Muhalifler, Muharrem İnce'nin başlattığı yeni siyasi hareket için "Amaç CHP'nin oylarını bölmek" diyor ama bölünse ne olur? Daha kendi sandıklarına bile sahip çıkamamışlar!
İnce, 2018 Cumhurbaşkanlığı Seçimi gecesi ekrana çıkmayınca 'kaçırıldığını' söyleyenler bile olmuştu. Sonra İnce "Adam kazandı" diye mesaj attı ve ekrana bile çıkmadığı için kendisini destekleyenlerde büyük travma yaşattı.
Ve aradan iki yıl geçti şimdi o geceyle ilgili olarak İnce "13 bin sandıkta CHP'nin gözlemcisi yok, 4 milyon oy yapar bu. 4 milyon oyu sokağa bırakmışlar, benden yalan söyleyip milletin karşısına çıkmamı istiyorlar. Bana 'Neredeydin?' diye soranlardan özür diliyorum, krizi kötü yönetmiş olabilirim" dedi.

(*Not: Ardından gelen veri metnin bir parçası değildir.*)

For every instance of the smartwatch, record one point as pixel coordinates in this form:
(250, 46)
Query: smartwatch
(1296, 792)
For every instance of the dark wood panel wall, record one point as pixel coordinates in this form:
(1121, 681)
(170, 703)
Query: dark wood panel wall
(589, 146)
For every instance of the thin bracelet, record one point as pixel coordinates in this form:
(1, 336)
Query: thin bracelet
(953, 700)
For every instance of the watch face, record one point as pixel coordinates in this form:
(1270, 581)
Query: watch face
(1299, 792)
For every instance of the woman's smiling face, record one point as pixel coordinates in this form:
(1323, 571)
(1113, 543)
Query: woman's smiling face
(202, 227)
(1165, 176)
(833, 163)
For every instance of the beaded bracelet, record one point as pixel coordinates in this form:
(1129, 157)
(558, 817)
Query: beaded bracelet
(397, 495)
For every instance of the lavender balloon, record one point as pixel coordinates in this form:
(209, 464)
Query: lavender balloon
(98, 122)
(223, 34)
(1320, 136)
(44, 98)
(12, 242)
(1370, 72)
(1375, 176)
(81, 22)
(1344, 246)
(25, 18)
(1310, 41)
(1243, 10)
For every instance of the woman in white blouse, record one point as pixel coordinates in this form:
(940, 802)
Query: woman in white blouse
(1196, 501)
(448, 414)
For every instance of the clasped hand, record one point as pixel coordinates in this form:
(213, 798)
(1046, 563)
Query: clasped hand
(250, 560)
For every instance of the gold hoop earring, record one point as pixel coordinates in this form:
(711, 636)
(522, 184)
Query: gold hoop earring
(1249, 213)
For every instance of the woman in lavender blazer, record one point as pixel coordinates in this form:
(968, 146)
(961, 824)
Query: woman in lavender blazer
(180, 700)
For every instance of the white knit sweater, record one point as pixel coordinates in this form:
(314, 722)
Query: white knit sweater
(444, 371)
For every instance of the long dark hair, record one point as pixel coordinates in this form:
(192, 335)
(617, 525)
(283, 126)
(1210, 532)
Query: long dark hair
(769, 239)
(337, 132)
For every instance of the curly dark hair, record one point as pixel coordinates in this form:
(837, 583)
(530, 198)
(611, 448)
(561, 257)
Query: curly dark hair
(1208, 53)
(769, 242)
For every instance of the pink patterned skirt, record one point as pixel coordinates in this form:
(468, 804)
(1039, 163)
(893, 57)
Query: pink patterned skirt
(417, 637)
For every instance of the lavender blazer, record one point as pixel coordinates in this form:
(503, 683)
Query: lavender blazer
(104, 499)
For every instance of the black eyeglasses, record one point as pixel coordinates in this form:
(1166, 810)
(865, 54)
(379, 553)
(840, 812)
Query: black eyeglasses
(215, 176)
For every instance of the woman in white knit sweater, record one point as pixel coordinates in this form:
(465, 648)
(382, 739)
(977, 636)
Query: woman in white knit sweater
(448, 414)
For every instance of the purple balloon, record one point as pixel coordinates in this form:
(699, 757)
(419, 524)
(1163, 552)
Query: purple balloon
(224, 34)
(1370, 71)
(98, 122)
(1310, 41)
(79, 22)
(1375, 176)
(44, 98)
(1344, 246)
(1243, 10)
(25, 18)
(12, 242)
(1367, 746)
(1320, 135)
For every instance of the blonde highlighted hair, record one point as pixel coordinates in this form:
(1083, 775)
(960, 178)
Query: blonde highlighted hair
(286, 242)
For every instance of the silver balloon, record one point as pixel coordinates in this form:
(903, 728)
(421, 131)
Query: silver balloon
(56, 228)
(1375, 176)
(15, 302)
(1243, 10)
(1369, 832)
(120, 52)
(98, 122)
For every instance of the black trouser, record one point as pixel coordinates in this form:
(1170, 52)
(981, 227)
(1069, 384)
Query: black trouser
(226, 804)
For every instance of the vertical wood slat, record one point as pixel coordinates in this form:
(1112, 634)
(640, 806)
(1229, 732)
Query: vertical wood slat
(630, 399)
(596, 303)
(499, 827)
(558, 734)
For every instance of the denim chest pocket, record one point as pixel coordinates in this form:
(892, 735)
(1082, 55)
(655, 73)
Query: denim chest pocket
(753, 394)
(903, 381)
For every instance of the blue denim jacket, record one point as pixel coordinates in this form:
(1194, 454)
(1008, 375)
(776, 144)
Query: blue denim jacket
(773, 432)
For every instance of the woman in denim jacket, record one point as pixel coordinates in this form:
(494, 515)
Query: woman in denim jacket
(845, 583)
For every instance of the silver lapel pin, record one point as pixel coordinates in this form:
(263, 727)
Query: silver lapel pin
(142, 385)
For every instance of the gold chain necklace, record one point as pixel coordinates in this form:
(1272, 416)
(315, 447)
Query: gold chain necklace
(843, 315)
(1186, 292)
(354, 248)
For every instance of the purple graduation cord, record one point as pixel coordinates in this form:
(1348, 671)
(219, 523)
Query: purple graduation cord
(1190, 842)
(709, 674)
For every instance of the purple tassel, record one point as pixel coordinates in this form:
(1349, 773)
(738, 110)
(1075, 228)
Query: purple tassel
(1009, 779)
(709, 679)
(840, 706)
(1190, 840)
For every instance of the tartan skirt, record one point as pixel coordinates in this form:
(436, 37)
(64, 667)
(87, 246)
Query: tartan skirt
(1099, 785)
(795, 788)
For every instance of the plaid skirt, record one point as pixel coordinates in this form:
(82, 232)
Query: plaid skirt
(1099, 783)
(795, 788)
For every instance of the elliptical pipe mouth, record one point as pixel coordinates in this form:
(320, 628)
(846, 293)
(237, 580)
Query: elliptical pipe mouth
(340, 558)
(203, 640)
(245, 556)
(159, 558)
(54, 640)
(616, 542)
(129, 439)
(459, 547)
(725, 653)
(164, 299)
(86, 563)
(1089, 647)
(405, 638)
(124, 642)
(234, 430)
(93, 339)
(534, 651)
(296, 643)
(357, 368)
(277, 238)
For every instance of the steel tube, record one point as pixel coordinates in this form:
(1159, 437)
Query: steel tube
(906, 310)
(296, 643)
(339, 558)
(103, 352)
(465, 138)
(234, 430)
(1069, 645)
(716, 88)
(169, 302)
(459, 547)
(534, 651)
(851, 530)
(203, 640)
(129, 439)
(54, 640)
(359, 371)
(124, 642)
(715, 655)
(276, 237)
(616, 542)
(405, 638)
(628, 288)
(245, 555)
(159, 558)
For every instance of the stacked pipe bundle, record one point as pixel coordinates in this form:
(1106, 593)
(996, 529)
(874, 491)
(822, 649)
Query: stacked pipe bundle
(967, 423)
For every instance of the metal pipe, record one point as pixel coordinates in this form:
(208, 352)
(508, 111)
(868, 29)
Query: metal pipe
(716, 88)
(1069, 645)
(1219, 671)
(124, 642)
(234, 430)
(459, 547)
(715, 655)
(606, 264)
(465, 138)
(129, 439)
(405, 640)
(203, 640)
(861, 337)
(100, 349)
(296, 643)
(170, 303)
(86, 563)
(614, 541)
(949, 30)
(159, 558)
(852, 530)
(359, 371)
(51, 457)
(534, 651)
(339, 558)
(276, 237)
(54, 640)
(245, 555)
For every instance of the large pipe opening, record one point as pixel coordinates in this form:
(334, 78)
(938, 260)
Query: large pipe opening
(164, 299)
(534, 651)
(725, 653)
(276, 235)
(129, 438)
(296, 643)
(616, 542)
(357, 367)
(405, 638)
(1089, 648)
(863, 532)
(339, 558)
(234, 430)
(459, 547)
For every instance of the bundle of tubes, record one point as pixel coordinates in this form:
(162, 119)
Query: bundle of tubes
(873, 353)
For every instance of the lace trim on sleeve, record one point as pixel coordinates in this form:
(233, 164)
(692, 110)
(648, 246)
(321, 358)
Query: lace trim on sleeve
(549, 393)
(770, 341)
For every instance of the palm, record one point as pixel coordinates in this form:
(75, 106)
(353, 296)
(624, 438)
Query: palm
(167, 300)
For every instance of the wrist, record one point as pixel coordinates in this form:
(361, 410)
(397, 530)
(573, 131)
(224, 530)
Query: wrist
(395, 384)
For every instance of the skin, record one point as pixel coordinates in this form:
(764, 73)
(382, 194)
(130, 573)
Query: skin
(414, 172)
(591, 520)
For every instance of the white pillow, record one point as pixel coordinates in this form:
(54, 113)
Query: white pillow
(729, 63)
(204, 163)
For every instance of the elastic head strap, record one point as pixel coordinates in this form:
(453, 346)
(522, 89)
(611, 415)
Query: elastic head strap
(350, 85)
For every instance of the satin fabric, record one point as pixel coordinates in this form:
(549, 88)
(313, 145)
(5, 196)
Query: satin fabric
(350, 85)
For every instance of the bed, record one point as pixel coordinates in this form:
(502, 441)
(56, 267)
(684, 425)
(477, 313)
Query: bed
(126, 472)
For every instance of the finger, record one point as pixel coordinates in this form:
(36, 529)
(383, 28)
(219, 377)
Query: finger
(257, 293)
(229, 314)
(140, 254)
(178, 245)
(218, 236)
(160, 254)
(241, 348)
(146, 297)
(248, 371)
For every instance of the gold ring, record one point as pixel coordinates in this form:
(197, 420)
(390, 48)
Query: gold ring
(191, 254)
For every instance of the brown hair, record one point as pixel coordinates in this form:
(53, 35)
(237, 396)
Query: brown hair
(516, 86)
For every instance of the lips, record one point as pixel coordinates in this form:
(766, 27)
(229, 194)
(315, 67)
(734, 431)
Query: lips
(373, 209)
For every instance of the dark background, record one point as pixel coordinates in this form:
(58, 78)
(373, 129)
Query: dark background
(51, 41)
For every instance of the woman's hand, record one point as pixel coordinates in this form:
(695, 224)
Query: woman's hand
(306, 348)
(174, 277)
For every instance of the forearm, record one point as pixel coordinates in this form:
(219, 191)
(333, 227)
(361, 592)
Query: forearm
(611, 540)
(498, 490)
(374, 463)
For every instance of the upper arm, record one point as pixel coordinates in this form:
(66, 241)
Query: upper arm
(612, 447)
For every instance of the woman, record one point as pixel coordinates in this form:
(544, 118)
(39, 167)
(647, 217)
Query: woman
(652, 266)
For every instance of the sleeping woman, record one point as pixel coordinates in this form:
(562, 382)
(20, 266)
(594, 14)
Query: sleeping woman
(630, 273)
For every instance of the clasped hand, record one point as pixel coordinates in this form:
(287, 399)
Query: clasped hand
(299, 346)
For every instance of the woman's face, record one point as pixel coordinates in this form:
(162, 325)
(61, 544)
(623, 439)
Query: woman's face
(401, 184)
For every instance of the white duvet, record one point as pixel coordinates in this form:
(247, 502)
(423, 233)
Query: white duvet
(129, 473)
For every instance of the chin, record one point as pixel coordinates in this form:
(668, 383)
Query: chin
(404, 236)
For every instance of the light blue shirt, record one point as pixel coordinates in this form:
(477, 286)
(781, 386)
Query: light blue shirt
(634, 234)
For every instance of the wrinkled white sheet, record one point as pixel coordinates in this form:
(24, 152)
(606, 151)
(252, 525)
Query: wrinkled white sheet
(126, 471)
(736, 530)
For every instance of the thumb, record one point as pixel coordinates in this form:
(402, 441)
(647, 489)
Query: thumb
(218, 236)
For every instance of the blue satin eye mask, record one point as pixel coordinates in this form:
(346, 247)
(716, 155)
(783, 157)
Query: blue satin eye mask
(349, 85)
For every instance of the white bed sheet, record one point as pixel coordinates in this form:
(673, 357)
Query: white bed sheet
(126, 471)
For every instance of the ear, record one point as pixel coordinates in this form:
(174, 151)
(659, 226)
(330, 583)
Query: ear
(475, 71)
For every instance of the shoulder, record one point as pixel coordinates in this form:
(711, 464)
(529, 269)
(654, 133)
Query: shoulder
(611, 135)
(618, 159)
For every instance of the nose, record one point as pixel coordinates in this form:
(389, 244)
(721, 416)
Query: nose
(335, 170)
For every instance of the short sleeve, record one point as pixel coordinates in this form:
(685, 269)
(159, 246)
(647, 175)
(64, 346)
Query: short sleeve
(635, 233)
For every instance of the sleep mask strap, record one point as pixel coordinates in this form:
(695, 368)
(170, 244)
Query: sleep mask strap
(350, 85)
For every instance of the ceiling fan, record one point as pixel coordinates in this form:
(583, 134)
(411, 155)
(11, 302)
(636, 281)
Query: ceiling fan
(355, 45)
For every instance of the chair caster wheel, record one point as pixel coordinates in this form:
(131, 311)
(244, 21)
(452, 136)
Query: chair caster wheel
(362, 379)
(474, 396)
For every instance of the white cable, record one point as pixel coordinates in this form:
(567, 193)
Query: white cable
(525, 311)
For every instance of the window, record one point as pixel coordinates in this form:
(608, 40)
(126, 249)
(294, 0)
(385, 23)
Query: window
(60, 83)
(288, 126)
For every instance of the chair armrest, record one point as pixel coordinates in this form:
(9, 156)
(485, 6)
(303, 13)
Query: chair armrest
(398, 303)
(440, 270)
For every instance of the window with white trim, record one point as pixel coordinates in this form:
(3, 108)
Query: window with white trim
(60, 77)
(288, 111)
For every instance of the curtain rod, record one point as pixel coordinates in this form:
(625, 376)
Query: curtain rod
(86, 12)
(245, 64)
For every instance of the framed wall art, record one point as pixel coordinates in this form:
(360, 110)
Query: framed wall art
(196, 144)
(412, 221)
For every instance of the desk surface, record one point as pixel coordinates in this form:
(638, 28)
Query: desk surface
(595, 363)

İnce böylece bombayı Kemal Kılıçdaroğlu'nun kucağına atmış oldu. Kılıçdaroğlu kurultayda rakibi olan, partisinin adayı İnce'yi desteklemeyecek kadar koltuğunu çok mu seviyor?
Eğer İnce doğruyu söylüyorsa her seçim gecesi "Oylarımız çalınıyor" diye sosyal medyayı inleten CHP yönetimi, 13 bin sandığı sahipsiz bırakacak kadar davasına ihanet ediyor demektir!
Sandığını koruyamayan, adayına sahip çıkamayan bir siyasi parti olur da seçimi kazanırsa vatandaşa nasıl sahip çıkacak? Akdeniz ve Ege sularında, Güneydoğu sınırında kurulan küresel tuzaklara karşı ülkenin çıkarlarını nasıl koruyacak?
Vatandaş ne yapsın?
Almanya'da yaşayan Baki Erdoğan (57) ve ailesi, 'kopya' internet sitesi kurbanı oldu. 3 bin Euro karşılığında satın aldıkları tatil için geldikleri Alanya'daki otelde rezervasyonları olmadığını öğrendiler.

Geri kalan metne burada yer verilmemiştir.